Alternative Versions and Other Appearances
- Mary Shelley's Frankenstein. Frankenstein's monster finds the book in a leather portmanteau, along with two others—Plutarch's Lives of the Noble Greeks and Romans, and Milton's Paradise Lost. He sees Werther's case as similar to his own. He, like Werther, was rejected by those he loved.
- The statistician Karl Pearson's first book was The New Werther.
- It was the basis for the 1892 opera Werther by Jules Massenet.
- William Makepeace Thackeray wrote a poem satirizing Goethe's story entitled Sorrows of Werther.
- Thomas Mann's 1939 novel Lotte in Weimar recounts a fictional reunion between Goethe and the object of his youthful passion, Charlotte Buff.
- An episode of History Bites features this book, with Bob Bainborough portraying Goethe.
- Ulrich Plenzdorf, a GDR poet, wrote a novel and a play called Die neuen Leiden des jungen W. ("The New Sorrows of Young W.").
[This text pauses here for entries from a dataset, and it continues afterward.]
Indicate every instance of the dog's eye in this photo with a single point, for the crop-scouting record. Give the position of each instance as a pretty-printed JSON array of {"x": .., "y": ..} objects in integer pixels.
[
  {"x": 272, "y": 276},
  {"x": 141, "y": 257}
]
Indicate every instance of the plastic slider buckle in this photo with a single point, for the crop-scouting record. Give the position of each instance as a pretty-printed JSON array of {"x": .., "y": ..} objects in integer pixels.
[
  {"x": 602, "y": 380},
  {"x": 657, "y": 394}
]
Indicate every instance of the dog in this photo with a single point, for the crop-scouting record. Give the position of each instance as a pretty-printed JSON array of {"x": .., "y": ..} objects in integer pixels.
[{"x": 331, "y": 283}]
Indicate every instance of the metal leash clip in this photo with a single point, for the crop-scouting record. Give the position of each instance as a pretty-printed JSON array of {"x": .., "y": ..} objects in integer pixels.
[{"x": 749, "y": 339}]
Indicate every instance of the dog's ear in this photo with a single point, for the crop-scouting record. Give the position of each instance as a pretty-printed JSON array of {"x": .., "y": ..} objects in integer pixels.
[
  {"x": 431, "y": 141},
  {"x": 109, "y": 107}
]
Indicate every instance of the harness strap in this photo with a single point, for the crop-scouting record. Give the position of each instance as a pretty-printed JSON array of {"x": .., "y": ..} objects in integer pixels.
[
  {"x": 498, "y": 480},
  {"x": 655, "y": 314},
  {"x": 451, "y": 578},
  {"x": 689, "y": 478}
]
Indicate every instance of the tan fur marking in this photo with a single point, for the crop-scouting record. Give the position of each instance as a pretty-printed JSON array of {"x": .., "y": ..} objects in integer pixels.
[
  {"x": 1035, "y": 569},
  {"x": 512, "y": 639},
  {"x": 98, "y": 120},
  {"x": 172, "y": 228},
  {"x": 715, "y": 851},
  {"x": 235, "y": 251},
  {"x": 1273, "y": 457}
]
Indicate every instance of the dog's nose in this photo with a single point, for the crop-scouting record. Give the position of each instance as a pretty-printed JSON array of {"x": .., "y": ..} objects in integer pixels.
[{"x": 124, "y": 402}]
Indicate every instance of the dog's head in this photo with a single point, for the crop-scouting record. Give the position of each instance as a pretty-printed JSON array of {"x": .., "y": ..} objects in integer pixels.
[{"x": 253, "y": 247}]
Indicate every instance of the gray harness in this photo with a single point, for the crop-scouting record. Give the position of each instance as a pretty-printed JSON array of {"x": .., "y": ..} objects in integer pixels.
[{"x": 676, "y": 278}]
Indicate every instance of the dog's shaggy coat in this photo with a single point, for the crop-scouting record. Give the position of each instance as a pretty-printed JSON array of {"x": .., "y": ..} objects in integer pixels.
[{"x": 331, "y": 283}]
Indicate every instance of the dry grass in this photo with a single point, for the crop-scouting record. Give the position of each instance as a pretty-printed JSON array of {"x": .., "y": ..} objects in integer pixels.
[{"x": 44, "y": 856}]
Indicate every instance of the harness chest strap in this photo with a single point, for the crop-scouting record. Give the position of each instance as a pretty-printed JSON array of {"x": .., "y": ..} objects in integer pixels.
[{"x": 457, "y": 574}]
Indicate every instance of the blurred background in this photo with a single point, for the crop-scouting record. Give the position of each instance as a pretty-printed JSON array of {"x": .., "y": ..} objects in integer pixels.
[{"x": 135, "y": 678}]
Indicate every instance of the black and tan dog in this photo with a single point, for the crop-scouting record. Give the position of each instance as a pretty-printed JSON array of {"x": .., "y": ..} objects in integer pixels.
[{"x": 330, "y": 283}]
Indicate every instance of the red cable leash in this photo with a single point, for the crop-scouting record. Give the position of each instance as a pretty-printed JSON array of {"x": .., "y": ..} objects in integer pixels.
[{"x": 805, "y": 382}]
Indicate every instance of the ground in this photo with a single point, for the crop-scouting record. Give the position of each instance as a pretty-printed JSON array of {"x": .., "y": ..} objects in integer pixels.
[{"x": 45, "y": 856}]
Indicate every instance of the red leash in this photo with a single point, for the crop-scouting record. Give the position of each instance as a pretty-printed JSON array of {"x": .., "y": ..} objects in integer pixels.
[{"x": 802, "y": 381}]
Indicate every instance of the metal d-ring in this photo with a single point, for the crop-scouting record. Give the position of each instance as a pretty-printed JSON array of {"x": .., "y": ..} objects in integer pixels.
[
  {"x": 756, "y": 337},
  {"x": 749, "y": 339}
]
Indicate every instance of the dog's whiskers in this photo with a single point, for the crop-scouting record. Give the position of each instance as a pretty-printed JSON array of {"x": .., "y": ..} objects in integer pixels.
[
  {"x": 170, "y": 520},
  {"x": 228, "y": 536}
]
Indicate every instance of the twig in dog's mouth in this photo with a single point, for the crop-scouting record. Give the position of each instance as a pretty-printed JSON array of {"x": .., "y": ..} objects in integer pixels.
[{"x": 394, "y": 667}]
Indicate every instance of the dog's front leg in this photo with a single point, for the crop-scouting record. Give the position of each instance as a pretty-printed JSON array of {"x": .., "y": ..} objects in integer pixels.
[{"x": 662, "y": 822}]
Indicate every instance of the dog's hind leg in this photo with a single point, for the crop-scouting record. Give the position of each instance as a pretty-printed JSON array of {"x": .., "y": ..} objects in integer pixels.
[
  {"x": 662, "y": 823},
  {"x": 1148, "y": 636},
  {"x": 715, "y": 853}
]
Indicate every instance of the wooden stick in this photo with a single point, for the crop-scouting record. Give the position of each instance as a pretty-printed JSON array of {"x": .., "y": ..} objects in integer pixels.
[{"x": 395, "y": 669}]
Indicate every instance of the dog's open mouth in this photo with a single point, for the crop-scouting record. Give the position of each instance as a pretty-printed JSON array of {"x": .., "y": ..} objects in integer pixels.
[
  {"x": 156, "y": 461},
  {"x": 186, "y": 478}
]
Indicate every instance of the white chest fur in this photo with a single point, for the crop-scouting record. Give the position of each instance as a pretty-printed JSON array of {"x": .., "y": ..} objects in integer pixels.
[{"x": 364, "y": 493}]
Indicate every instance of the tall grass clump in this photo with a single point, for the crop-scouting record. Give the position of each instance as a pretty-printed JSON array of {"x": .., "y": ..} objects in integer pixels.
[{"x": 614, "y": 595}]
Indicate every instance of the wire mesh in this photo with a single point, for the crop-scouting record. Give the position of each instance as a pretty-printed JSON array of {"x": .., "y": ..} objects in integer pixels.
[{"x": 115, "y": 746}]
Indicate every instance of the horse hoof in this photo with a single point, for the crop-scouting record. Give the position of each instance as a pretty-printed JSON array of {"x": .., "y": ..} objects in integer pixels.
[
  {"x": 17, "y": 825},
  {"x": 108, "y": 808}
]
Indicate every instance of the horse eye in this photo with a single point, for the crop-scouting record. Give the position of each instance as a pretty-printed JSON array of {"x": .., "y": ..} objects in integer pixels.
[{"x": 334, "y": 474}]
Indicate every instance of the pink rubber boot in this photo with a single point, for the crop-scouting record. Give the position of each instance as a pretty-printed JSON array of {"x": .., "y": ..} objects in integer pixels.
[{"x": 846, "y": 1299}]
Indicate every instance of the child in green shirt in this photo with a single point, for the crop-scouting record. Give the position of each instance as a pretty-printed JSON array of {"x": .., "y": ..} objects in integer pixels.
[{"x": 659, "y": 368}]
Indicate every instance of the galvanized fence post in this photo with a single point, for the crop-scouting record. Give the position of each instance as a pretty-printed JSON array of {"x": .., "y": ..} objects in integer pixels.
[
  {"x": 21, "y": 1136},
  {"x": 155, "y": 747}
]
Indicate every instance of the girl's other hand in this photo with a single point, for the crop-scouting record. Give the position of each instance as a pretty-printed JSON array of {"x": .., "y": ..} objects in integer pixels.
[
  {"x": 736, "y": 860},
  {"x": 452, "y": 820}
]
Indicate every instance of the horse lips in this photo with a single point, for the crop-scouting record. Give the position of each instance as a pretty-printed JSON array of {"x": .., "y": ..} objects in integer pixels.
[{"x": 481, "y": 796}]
It has been called a modern-day Werther.
- In William Hill Brown's The Power of Sympathy, the novel appears next to Harrington's unsealed suicide note.
- The 2010 German film Goethe! is a fictional account of the relationship between the young Goethe and Charlotte Buff and her fiancé Kestner, which at times draws on that between Werther and Charlotte and Albert.